Still, Jenks High School said on Facebook that it would return to in-person learning on Monday. And the apology wasn’t satisfactory to many in the community.

“The very fact that the pictures were posted with no mention of the pandemic and only a mild apology after public backlash is, I think, very telling,” Ramsey said. “Jenks does not exist in a vacuum.”

The game took place at University of Central Oklahoma in Edmond. Visitors, students, and staff members on the campus are required to wear face coverings when within six feet of others. The city of Edmond also has its own mask ordinance in effect through Feb. 28, 2021, reported The Kansas City Star.

“It does seem like there was a lot of people at the stadium,” Edmond Mayor Dan O’Neil told The Daily Beast on Monday, adding, “We don’t control what goes on at the university or the school system.”

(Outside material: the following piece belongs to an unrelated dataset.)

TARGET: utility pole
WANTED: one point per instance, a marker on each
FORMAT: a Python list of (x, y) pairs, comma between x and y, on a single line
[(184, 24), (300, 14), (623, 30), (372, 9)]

Even if the first epicenters of the virus in the U.S. were mostly large cities, the past several months have shown that rural and suburban communities are far from immune from its threat.

“I think people think they’re safe because they’re in their little suburban bubble, and that’s just not true,” said Buchanan, noting the game took place about 15 miles from her house.

“There are so many people making sacrifices,” she added.

Nancy Vandenhende, a 24-year-old small business owner who lives in Tulsa and attended the Jenks school system from kindergarten through high school, acknowledged that “there was nothing quite like a Friday night under those lights.”

But Vandenhende said memories like that aren’t a reason to ignore the pandemic as it enters a twisted new wave during a holiday season widely expected to send cases and deaths further into overdrive.

“It deeply saddened me to see people not taking the proper precautions to protect everyone around us,” she told The Daily Beast. “We have got to do better and care more about those around us.”